É neste contexto que se inscreve Lâmina da Lua, a exposição que dá início a um novo ciclo expositivo com curadoria de Ana Rito e Hugo Barata, na continuidade das investigações que iniciaram no programa Videologias. Aqui, o olhar desloca-se para a ideia de ritual como prática contemporânea que propõe uma reconfiguração da perceção, do tempo e da relação com o visível. As obras de Margarida Nuno Oliveira, Francisco Novais, Rita Barqueiro, Lia Falcão, Tomás Saraiva, Mafalda Ar, Francisco Rodrigues e Lula Pena, constituem pequenas cerimónias visuais que nos transportam para mundos simbólicos cheios de tensões.
O trabalho de Margarida Nuno Oliveira, apresentado em múltiplos suportes — vídeo, fotografias, posters — desenha relações entre o efémero e o vestígio, fazendo do arquivo um lugar orgânico recheado de fragmentos que reforçam a dimensão de ritual.
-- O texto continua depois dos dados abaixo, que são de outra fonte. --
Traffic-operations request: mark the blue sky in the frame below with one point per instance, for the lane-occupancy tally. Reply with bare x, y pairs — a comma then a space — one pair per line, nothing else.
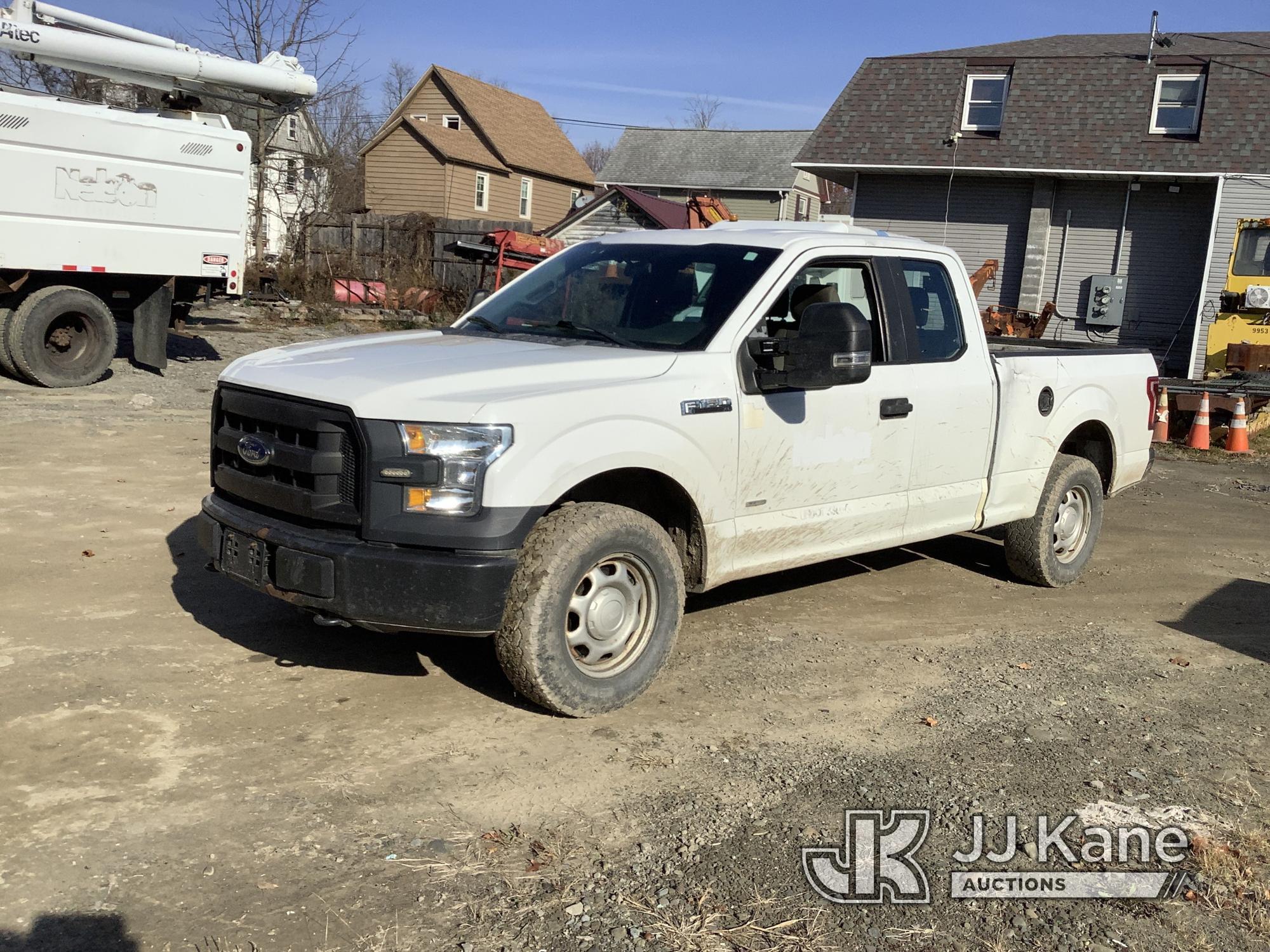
774, 65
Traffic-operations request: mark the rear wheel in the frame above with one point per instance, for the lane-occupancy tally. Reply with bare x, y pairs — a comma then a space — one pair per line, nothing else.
1052, 548
63, 337
594, 610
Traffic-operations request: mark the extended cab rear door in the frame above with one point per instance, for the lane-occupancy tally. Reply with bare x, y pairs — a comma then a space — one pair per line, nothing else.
826, 473
953, 395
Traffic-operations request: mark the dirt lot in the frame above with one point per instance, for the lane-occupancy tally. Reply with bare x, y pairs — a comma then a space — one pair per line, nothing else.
187, 765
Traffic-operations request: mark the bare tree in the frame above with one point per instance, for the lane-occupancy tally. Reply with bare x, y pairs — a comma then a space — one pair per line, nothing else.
492, 81
319, 36
398, 82
596, 154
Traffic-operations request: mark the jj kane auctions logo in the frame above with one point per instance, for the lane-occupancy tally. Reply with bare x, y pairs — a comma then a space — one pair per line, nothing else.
878, 864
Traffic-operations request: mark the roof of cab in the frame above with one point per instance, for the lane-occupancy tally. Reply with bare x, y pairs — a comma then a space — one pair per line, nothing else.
772, 234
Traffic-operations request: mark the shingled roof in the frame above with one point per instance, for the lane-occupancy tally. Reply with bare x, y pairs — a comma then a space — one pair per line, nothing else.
1078, 103
751, 159
518, 130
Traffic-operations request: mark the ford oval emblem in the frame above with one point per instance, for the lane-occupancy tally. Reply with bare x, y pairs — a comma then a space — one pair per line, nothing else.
255, 451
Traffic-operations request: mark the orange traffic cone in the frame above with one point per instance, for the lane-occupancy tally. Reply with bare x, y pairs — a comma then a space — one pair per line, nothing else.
1238, 436
1161, 432
1198, 437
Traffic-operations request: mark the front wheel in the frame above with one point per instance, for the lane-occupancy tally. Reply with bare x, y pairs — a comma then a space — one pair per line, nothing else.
1052, 548
594, 610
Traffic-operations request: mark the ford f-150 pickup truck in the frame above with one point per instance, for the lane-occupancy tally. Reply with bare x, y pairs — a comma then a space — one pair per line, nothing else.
657, 413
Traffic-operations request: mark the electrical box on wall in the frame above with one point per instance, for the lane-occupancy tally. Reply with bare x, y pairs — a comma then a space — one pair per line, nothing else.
1107, 300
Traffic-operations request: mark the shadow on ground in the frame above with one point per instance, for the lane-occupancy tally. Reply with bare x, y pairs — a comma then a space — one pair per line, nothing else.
1236, 616
72, 932
289, 638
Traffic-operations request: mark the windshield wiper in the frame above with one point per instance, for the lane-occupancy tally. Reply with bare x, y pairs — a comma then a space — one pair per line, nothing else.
483, 323
598, 332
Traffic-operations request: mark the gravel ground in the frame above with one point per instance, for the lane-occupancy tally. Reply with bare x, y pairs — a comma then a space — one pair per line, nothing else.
187, 765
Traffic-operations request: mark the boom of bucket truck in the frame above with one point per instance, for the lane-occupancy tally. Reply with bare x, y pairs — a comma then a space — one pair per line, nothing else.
115, 214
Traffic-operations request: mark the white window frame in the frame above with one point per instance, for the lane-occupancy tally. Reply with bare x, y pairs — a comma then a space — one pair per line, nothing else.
1200, 103
967, 102
526, 205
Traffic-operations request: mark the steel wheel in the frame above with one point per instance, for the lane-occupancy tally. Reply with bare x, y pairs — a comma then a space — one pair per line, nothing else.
612, 615
1073, 524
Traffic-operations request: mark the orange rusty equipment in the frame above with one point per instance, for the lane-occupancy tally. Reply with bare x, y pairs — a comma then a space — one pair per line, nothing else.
705, 211
986, 274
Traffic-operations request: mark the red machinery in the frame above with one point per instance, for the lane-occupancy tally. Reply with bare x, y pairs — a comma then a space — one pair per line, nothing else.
506, 249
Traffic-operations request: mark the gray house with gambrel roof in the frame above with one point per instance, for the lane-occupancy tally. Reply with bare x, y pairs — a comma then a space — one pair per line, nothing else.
1067, 158
751, 171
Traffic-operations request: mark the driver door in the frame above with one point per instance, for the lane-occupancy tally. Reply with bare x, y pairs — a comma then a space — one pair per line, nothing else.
825, 473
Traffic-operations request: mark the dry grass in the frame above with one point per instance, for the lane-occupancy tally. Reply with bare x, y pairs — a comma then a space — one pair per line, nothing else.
766, 925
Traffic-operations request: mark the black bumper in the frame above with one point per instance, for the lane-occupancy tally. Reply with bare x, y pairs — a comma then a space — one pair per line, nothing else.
374, 586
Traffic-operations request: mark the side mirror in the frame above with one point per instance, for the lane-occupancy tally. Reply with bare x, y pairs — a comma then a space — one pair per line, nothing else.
834, 346
477, 298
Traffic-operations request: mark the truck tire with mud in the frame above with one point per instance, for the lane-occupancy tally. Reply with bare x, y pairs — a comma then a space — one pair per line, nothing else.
594, 609
62, 337
1052, 548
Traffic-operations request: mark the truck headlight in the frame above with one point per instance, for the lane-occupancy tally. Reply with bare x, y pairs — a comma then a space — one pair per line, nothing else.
464, 454
1258, 296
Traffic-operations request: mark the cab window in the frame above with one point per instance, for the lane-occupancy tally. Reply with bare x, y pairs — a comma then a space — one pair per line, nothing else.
935, 312
846, 282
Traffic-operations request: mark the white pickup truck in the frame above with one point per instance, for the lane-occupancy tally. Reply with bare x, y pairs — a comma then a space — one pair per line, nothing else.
651, 414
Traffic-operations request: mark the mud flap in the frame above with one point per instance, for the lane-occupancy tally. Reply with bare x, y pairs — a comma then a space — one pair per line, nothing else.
150, 329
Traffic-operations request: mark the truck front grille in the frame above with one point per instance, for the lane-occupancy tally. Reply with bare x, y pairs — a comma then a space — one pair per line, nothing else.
286, 455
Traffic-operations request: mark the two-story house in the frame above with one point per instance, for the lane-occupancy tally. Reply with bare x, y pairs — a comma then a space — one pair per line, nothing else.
457, 148
1069, 158
290, 178
751, 171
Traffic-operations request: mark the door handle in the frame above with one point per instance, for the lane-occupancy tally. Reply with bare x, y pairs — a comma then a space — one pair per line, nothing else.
896, 408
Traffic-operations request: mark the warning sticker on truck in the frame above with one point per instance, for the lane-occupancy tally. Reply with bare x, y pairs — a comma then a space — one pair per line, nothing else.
215, 266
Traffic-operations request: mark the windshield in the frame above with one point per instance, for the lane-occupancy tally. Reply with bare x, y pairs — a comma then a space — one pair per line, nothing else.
669, 298
1253, 253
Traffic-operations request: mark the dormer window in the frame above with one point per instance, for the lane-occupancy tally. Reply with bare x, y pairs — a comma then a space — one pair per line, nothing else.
985, 102
1175, 110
Em drums (2021), Francisco Novais constrói uma peça hipnótica a partir de postais vintage das Rocky Mountains. A pulsação criada pelas várias imagens é possível através da montagem e do som, que dão origem a uma nova leitura sobre a paisagem e o arquivo.
O vídeo de Rita Barqueiro nocturnal ballet (2025), encena movimentos de luz sobre troncos e folhas. Na noite, a luz da lanterna sublinha os contornos da natureza desenhando na escuridão. No contraste entre o negro da noite e os contornos que emergem, instala-se um estado de atenção e suspensão — o ritual reside na repetição silenciosa do gesto. A dimensão onírica adensa-se com as aguarelas de Lia Falcão que convocam formas arborescentes e imagens que parecem emergir de um estado interior. São desenhos que se insinuam como visões.
A mão, arquétipo de ação, toque e cuidado, aparece na pintura de Tomás Saraiva suspensa num tempo sem narrativa. Na pintura é inscrita a frase “que tudo cura”, como se o gesto da mão (e talvez o da pintura) fosse o de escrever um feitiço ou uma promessa. Nas fotografias de Mafalda Ar, o corpo é íntimo e enigmático. As imagens abrem fissuras na perceção, como se fossem feitiços visuais que parecem falar sobre dores íntimas, tensões entre o que se sente e o que se mostra.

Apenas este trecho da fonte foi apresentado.